Read this before saying “We’ve already done VR”

by Josh Locke

Within property marketing, VR is an essential sales tool; not all VR experiences are created equal however - read on to find out what separates the good from the great.

Virtual Reality as a technology is commonly misunderstood both in its applications and its potential. Most people’s ideas of it are based in entertainment — gaming, cinema, art — because this is where it attracts the most publicity. But it’s becoming integrated into many of the most fundamental, practical areas of our lives. While it may seem a little daunting, VR is already in the process of revolutionising healthcare, education, and engineering.

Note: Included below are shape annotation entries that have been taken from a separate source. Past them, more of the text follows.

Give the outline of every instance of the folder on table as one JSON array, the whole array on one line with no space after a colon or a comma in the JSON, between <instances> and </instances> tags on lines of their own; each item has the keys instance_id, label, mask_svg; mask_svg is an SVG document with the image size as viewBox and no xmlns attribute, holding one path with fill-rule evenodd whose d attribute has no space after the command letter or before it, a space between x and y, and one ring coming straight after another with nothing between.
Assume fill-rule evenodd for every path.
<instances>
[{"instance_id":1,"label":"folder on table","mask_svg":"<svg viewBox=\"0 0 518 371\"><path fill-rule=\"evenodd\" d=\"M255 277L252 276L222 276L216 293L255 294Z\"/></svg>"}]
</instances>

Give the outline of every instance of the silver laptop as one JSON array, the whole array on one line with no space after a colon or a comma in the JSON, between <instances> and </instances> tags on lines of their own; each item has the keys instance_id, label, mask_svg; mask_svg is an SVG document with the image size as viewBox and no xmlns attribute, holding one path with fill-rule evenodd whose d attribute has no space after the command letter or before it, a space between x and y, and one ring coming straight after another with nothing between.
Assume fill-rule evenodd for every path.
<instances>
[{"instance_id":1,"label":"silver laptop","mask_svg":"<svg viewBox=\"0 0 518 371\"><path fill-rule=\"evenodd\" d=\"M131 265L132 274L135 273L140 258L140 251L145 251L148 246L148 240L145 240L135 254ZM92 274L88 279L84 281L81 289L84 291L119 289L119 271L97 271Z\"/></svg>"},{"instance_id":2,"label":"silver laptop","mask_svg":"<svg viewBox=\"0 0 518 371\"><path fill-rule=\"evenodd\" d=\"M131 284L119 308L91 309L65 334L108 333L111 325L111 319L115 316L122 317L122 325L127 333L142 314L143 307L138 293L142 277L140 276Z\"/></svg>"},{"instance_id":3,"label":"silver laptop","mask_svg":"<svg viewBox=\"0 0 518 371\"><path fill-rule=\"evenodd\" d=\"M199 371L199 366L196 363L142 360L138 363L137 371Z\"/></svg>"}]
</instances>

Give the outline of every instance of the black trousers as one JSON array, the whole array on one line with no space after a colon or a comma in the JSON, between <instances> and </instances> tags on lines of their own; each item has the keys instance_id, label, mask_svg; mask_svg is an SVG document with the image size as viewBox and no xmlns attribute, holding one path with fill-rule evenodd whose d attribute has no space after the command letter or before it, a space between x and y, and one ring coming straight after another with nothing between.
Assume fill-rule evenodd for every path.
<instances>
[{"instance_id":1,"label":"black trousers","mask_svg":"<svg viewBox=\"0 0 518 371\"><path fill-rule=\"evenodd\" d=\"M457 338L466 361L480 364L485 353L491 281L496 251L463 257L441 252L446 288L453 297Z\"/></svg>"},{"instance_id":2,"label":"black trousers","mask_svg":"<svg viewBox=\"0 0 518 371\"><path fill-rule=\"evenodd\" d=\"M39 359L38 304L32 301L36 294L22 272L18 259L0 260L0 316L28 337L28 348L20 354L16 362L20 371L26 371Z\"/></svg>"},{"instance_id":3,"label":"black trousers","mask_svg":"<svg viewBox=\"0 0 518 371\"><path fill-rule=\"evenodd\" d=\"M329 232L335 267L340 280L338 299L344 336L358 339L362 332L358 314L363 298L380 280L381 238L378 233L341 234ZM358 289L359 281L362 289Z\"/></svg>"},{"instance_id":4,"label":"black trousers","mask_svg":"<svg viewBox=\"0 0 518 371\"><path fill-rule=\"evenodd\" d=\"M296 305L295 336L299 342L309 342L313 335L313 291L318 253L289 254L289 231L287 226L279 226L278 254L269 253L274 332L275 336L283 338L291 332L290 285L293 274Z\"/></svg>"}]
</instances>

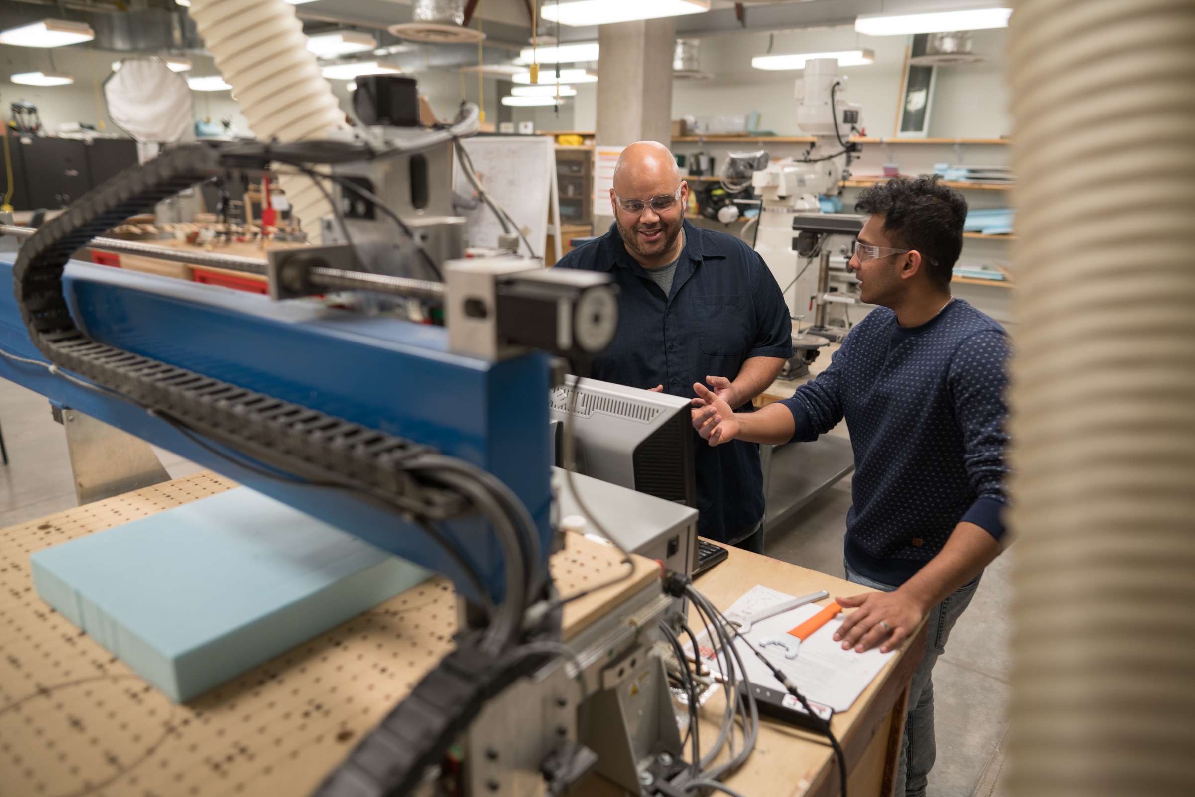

The property sector is no exception, with projections valuing the industry at £2.5 billion by 2025. However, type property VR into Google and you’re directed to virtual tour platforms, such as Matterport — a series of panoramic photos that form a 360 degree tour. These do a great job of capturing pre-existing housing stock and with CGI techniques it’s even possible to showcase new-builds. Whilst these methods were revolutionary ten years ago, they are ultimately a passive experience, a step beyond looking at photographs, but not quite as good as physically being there. They are not VR.

When we talk about VR, we mean interaction, immersion and full simulation. We use Oculus Rift headsets and Unreal Engine software to generate fully interactive environments from architectural plans. When an end user — an apartment buyer, for instance — takes one of our tours, they can walk around a building before construction has even commenced. They can explore everything from the lobby to the roof terrace, and with drone-captured city-scapes, they’ll recognise the view when they look out. Every facet of design is customisable. They can swipe through furniture, countertops, wallpapers, and set the aesthetic exactly to their taste. And when they’re done, they can even open the fridge and pour themselves a glass of orange juice. We’re talking here about creating emotive connections that give a sense of involvement and ownership in what should ultimately be a personal experience — choosing a home to live in.

Features like these are going to place VR at the centre of this industry. What that future looks like is up to us.